Here's a picture of my reality: Svea and I dropped off Paavo at his Summer "Book Buddies" class at 12:30PM, leaving us 3 hours to hang as a duo. After buying 50 bubble-filled CD mailing envelopes at Office Max, we crossed the parking lot so I could eat lunch at McDonalds. It was the France Ave McDonalds in Edina, and I must say it was exquisite, relaxing, and immaculate (unlike so many of its franchise brethren). My #2 Value Meal (super sized) was PERFECT. My iced tea was the ideal ratio of water to ice to tea. So I sat in air conditioned comfort surrounded by well-dressed business lunch patrons, gazing out the huge sparking glass windows watching a parade of sport utility vehicles cruise on by. In my left hand, I fed Svea some Cheerios and puffs as she sat in her stroller, and in my right hand I enjoyed my A+ lunch. Now I know this whole paragraph is totally profane in light of the situation in Darfur (let alone 100 blocks North in my previous neighborhood in North Minneapolis), but this lunch-time moment felt to me like a little window of relaxation and civility in a day filled with relentless parenting.
So, there in McDonalds, my mind wandered to questions of faith, society, God, and mortality. Earlier this Summer I was required to read Richard Rohr's book "Everything Belongs" to prepare for an event where I was to play music. The book was very powerful, and as I read it and struggled with it, Rohr anticipated every whine, criticism, and critique I could come up with, and addressed it specifically on the following page. It was like he knew what I was thinking as I read. Ultimately, I ended up siding with the author, and I think the entire experience with the book moved me into an even more open, accepting, monk-ey, and "zen" (whatever that means) place in my life and faith.Simultaneously, I've been struggling more and more with the problem of alcohol abuse in society. As most folks who know me personally already know, I've been a lifelong teetotaller (or as the kids like to say, "straight-edge, dude"), although I've never been public about it. So lately I've been wondering, what would happen if I talked about my personal choice in this matter in my daily life, or even in my songs? Hmmm...could be good, could be a disaster. Wikipedia tells me that my approach to it is called "abstentionism." I had no idea that anybody had ever categorized such things! So, I'm getting more squishy and liberal in some ways, and more hard-core and conservative in others.
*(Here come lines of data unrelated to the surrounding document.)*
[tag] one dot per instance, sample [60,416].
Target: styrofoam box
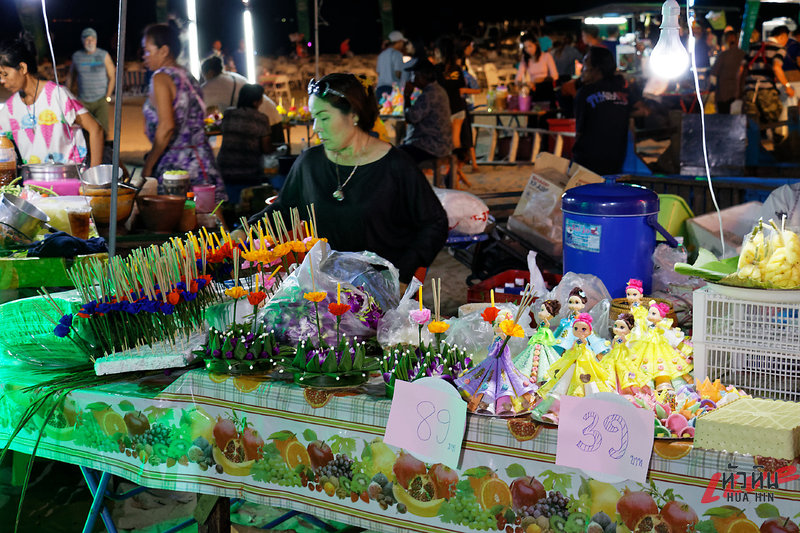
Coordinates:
[750,340]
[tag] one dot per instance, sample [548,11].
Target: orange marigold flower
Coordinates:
[236,292]
[512,329]
[315,297]
[297,246]
[437,326]
[256,297]
[338,309]
[281,250]
[489,314]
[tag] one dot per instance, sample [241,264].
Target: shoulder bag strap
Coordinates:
[233,93]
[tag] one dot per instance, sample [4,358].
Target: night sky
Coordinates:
[275,19]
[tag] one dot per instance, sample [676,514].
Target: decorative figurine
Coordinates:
[577,372]
[619,362]
[495,386]
[537,357]
[564,334]
[654,355]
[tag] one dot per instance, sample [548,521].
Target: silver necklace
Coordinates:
[338,194]
[32,114]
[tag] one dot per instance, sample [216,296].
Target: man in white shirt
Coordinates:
[221,91]
[390,65]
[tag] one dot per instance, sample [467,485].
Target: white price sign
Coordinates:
[427,419]
[605,434]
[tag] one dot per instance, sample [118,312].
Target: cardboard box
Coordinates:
[703,230]
[537,217]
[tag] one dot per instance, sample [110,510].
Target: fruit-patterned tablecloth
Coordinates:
[319,452]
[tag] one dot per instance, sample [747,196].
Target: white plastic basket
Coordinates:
[746,338]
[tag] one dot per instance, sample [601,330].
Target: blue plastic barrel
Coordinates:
[610,232]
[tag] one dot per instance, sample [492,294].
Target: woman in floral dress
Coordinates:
[174,113]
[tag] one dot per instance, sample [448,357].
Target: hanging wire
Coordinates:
[690,20]
[55,68]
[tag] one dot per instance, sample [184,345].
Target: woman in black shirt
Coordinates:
[367,194]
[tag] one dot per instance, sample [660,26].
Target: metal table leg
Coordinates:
[98,491]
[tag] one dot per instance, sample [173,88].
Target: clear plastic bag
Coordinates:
[366,280]
[537,280]
[664,259]
[784,200]
[475,335]
[466,213]
[396,326]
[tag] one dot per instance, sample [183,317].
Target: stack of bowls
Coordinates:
[96,185]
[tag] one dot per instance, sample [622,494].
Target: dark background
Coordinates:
[275,19]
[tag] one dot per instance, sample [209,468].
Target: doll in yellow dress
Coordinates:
[577,372]
[619,362]
[536,358]
[654,355]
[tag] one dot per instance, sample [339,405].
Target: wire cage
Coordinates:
[751,343]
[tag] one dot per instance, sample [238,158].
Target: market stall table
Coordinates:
[161,431]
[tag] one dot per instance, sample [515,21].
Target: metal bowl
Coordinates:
[23,216]
[49,172]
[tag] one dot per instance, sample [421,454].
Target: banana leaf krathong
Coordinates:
[410,363]
[344,365]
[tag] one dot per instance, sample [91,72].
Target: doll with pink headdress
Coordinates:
[577,372]
[564,333]
[536,358]
[654,355]
[634,292]
[619,362]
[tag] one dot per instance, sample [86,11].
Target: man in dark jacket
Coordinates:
[602,111]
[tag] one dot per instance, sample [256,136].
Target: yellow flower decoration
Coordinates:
[236,292]
[311,242]
[281,250]
[512,329]
[259,256]
[297,247]
[315,297]
[437,326]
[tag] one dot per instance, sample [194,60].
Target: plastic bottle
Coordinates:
[189,216]
[8,161]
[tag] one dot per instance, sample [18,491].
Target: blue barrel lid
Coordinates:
[610,199]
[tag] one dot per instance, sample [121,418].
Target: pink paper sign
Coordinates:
[427,419]
[605,434]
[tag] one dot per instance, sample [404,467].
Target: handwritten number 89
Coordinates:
[612,424]
[426,410]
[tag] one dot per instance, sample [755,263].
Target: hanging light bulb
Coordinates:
[669,58]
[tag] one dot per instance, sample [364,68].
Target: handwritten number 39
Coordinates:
[612,424]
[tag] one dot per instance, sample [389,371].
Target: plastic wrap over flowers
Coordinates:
[293,318]
[472,333]
[400,327]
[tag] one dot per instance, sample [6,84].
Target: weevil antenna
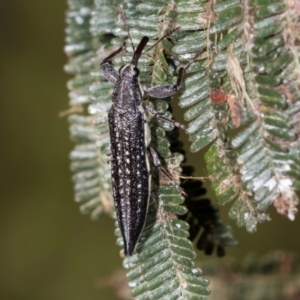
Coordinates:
[121,12]
[162,38]
[139,50]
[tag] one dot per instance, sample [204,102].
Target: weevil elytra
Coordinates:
[129,140]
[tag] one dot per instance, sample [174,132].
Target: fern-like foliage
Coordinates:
[89,97]
[249,75]
[246,77]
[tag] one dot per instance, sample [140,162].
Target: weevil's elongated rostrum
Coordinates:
[129,140]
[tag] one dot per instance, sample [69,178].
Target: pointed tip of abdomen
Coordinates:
[129,247]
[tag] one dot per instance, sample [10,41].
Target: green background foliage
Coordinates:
[48,250]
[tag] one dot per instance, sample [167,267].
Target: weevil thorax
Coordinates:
[128,92]
[129,136]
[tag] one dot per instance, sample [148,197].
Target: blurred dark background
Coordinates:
[48,249]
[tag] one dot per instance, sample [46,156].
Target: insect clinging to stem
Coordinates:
[130,140]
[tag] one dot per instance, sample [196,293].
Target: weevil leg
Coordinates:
[157,115]
[157,164]
[167,90]
[110,73]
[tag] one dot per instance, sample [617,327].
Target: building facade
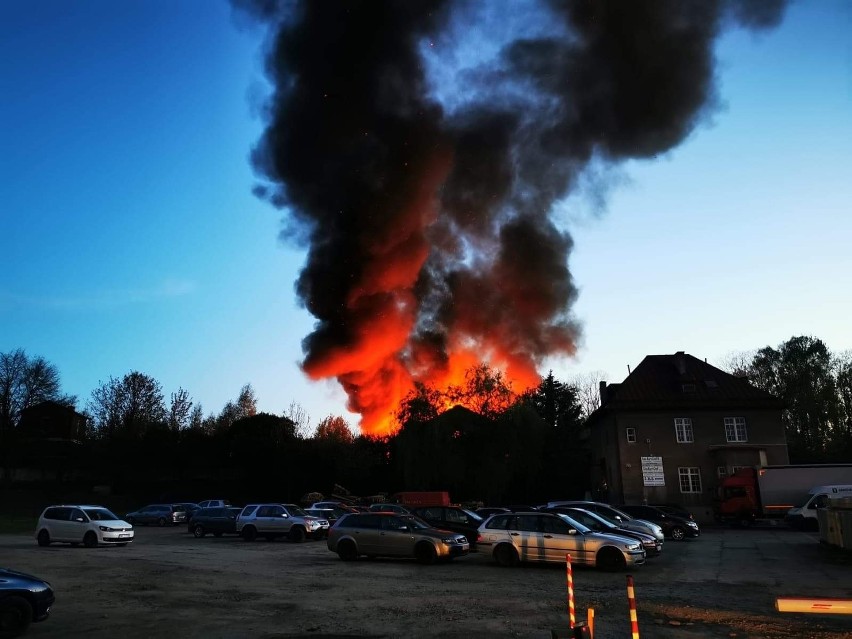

Also, I'm more and more weary of the paranoia running rampant in American Christendom. What do people think of me/us?!? Who should/shouldn't we be seen with?!? Somebody is trying to destroy us/me!!! What are we supposed to do?!? Aaauuuugh!
For example: yesterday I did a Google Blog Search on the just-completed LCMS National Lutheran Youth Gathering 'cause some of my musical friends were down there playing, and I wanted to read the word on the street/web. The search hits revealed to me that there's a war going on (and I wasn't aware of how widespread the struggle had become!) between "confessional" Lutherans and every other kind of person (I guess). Sigh. Here's a classic post from a guy who's glad his congregation skipped the LCMS National event so they could attend a MORE conservative youth event instead! Brother, it's a good thing you weren't in San Antonio last Summer with me and my denominational tribe at the ELCA Youth Gathering...you would've keeled over.
And here's another great blog courtesy of indie CCM-songwriter Shaun Groves about faith and fame. I think he's handling his situation with grace and class, but read some of those links, and a few of those comments...man, people sure do get their panties in a bundle.
Holy crap, America, can't we just relax?! This stuff is so silly compared to the life and death struggles all around us, in Iraq, in Africa, in North Minneapolis. I don't give a crap if you're a "confessional" anything or not...I'll push you out of ditch, give you my extra clothing, be sure you're fed, pull you drowning and drunk out of a lake (right Will?), play with your kids, sing you a song, give you a cup of cold water, change your diaper, sign my autograph, and share my cheeseburger, okay?
Dear Lord help us all. Like we say in church, "Come Lord Jesus," just to finally put an end to all this stupid crap.
Have you heard the newest Damone album? It's rocking my universe.